Washington--The introduction of federal legislation establishing an optional federal charter for life and property-casualty insurance companies is "imminent," according to several industry sources.

It could be introduced as early as late this week, or April 24 when Congress returns from its spring recess, according to a number of insurance industry lobbyists who asked for anonymity out of concern their statements could damage relations with committee staff involved in the drafting process.

The bill is being introduced by Sens. John Sununu, R-N.H., and Tim Johnson, D-S.D. No additional co-sponsors have agreed to join them, the lobbyists said.

Staff officials in Sen. Sununu's office declined repeated requests for comment on their plans late last week.
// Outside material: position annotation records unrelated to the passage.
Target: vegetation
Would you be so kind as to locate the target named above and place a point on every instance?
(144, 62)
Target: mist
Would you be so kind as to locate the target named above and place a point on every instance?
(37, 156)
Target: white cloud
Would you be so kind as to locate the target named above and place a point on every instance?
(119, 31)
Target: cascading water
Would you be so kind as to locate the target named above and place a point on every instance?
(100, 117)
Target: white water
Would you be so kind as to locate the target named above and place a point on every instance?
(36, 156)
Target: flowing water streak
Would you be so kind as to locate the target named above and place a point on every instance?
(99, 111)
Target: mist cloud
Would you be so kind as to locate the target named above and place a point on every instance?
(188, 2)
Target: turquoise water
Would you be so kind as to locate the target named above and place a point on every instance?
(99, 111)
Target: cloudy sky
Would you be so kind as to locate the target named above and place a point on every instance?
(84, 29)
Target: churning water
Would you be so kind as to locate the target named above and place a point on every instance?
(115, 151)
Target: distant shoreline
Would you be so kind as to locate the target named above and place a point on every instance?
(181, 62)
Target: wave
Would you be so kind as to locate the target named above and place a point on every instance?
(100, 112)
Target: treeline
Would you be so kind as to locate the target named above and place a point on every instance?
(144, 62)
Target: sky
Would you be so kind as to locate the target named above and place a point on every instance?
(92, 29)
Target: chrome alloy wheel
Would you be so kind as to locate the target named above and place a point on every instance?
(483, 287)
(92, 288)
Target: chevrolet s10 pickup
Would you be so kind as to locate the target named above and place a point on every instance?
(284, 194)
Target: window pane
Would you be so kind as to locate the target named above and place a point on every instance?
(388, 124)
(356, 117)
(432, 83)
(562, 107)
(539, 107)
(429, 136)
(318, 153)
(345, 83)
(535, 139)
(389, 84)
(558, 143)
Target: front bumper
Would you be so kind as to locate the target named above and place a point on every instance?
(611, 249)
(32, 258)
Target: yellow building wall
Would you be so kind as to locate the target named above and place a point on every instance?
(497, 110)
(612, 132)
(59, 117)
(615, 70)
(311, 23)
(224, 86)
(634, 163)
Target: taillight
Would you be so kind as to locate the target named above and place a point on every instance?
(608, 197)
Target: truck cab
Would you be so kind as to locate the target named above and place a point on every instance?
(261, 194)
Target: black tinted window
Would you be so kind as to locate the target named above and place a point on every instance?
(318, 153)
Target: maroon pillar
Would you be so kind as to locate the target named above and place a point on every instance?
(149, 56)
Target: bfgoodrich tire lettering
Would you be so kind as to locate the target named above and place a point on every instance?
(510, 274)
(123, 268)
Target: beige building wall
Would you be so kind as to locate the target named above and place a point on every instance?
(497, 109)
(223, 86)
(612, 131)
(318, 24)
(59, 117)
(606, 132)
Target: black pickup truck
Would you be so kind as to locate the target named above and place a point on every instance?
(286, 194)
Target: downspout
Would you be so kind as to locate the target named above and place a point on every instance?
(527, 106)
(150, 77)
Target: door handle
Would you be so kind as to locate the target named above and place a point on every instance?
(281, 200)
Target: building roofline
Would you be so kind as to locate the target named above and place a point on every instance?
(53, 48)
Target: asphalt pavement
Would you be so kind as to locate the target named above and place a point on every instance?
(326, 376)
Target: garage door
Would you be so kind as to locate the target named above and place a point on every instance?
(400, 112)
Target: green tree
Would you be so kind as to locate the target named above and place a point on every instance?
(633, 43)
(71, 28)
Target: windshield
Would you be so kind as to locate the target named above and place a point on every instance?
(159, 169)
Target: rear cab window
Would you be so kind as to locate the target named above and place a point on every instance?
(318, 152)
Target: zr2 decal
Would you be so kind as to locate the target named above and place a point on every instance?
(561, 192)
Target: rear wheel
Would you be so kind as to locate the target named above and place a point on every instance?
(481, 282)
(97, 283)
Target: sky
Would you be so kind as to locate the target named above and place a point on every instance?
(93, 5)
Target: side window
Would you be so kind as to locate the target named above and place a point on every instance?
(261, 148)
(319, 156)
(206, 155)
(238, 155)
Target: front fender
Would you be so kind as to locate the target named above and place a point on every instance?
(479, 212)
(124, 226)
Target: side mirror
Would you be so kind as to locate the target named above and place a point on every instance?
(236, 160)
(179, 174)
The bill is in final draft form, and is being circulated to stakeholders, i.e., insurance industry trade group officials and lawyers, for their reaction, several lobbyists related.

Staff for the two senators have been saying for months that they planned to introduce the bill.

The Senate bill will call for creation of an optional federal insurance charter for life and property-casualty insurers, said Sen. Sunnunu's legislative director, Jamie Burnett, who discussed the plans at an Industry Summit held March 1 in Washington, D.C.

Mr. Burnett said the bill will call for creation of an independent federal regulator within the Treasury Department, similar to that of the Office of the Comptroller of the Currency.

Gary Hughes, executive vice president and general counsel for the American Council of Life Insurers, said later during the Summit that one advantage of the Senate bill is that the regulatory system proposed in it will have no impact on the federal budget.

Mr. Hughes said then that the industry has agreed to Senate legislation that would have insurers pay the cost of federal regulation through fees, the same system used by national banks, and even to pay the cost of establishing the system within Treasury.

Under the plan, Mr. Burnett said, the state guaranty fund system would remain in place, presumably with the states serving as liquidators for an insolvent federally chartered insurance institution.

It is unclear when any legislation calling for reform of the insurance regulatory system will surface in the House. Legislation calling for creation of so-called federal "standards" or "tools" designed to bring uniformity to state regulation has been in the draft stage for several years. Such legislation is dubbed the State Modernization and Regulatory Transparency Act (SMART).

The House bill, if and when it surfaces, is expected to include language calling for an end to rate regulation for property-casualty insurers, Glenn Westrick, majority counsel on the House Financial Services Committee, said at the Summit.

Primary sponsors of the House bill are Reps. Mike Oxley, R-Ohio, and Richard Baker, R-La., chairman of the committee and chairman of its key Capital Markets Subcommittee, respectively.

The language calling for rate deregulation is not being supported by Democrats on the committee.

It is unclear how the Senate bill will address this issue.

In comments at the summit, Alessandro Iuppa, Maine superintendent of insurance and president of the National Association of Insurance Commissioners, said reform was needed, but that federal involvement would create more problems than it would solve. Mr. Iuppa repeated NAIC opposition to federal involvement in comments last week at an NAIC activity in New York.